Papers Science commentary

Behaviour of hepatitis C virus

BMJ 1998; 317 doi: http://dx.doi.org/10.1136/bmj.317.7156.437a (Published 15 August 1998) Cite this as: BMJ 1998;317:437
  1. Abi Berger, Science editor
  1. BMJ

    Hepatitis C virus was identified in 1989 in the United States. Parenteral and sexual transmission is responsible for most hepatitis C infection worldwide. There is a difference in carriage rate between hepatitis B and C. For example, over 80% of people infected with hepatitis C virus become chronic carriers compared with up to 20% of those infected with hepatitis B virus.

    One possible explanation for this difference between the two viruses is that hepatitis C evades the immune system more easily than hepatitis B because it mutates more rapidly. This theory is supported by the observation that one person may be infected by several subtypes of hepatitis C simultaneously. Vaccine development will prove difficult for the same reason.

    Fetomaternal transmission of the two viruses also differs. In mothers infected with hepatitis B virus the vertical transmission rate may be over 90%. The immaturity of the neonatal immune system at least partly accounts for this inability to mount an immune response sufficient to clear the virus. With hepatitis C virus, however, which has recently been shown to be present in the uterine muscle as well as in blood, vertical transmission is only about 6% (but higher if the mother is HIV positive).

    The difference may be partly accounted for by the factors that influence infectivity of the two viruses. Hepatitis B is much more likely to be transmitted from mother to infant if there is a high concentration of the virus in the mother's blood. This explains the ethnic differences that are observed—for example, the transmission rate is over 70% in Chinese women but less than 10% in white women. This ethnic difference does not seem to apply to hepatitis C infection.
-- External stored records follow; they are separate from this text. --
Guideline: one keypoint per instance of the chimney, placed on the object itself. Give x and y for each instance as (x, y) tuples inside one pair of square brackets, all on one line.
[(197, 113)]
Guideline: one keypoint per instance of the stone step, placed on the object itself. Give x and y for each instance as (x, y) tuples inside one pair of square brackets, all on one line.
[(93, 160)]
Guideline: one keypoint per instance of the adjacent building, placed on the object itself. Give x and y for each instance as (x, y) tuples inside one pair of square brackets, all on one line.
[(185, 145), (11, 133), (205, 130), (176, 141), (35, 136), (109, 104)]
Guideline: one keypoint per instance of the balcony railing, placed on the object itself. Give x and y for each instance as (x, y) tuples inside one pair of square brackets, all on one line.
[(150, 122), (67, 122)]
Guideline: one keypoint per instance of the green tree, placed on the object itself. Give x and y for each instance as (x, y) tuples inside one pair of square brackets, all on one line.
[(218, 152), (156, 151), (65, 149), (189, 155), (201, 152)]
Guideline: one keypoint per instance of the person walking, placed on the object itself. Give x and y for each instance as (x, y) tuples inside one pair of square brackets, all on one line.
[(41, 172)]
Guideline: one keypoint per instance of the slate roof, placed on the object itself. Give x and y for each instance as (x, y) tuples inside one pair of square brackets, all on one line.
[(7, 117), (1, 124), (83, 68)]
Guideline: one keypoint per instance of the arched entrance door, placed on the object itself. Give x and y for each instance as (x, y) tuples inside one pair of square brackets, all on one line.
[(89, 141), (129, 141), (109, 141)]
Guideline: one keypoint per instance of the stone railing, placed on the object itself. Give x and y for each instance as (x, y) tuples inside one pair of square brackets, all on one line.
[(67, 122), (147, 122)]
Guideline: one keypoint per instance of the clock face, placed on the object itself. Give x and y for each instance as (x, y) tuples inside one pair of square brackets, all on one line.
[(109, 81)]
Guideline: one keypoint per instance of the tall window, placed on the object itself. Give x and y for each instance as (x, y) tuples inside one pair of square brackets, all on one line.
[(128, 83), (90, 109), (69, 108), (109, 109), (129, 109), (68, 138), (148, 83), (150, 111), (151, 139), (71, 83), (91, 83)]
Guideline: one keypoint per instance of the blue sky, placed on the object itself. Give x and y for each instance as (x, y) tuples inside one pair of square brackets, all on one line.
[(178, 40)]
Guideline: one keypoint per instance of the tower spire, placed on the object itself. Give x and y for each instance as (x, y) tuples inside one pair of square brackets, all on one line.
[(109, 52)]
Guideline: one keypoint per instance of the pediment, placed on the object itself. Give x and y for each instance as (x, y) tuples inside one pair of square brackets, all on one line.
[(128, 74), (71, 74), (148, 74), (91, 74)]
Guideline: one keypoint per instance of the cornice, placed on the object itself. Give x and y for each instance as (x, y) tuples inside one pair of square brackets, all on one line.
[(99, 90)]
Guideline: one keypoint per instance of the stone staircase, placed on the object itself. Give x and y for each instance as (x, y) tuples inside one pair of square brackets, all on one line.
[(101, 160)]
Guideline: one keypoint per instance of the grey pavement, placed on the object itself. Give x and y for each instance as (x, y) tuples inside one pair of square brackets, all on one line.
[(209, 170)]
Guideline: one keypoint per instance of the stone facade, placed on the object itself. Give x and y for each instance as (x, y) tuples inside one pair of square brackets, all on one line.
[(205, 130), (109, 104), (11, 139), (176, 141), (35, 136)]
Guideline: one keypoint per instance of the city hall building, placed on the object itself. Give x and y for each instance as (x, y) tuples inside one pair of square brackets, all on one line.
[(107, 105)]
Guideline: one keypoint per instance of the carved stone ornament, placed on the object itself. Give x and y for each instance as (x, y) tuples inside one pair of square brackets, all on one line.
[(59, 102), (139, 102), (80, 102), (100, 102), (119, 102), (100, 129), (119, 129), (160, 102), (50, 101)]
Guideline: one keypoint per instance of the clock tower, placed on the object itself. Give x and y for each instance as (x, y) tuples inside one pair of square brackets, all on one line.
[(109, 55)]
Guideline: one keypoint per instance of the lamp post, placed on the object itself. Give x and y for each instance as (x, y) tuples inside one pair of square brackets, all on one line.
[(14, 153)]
    Alcohol intake and obesity are both thought to be associated with more severe hepatitis C, although the exact interaction is unknown. Advanced liver disease, for example, is far worse in people infected with hepatitis C who also have a high alcohol intake than in those with a low intake. About half of patients with hepatitis B infections respond to interferon compared with 15% with hepatitis C. Ongoing trials of interferon and antivirals together may prove more fruitful. Although infection with hepatitis C virus does not necessarily cause abnormal liver function, precirrhotic damage confirmed by biopsy is one reason for starting treatment with interferon.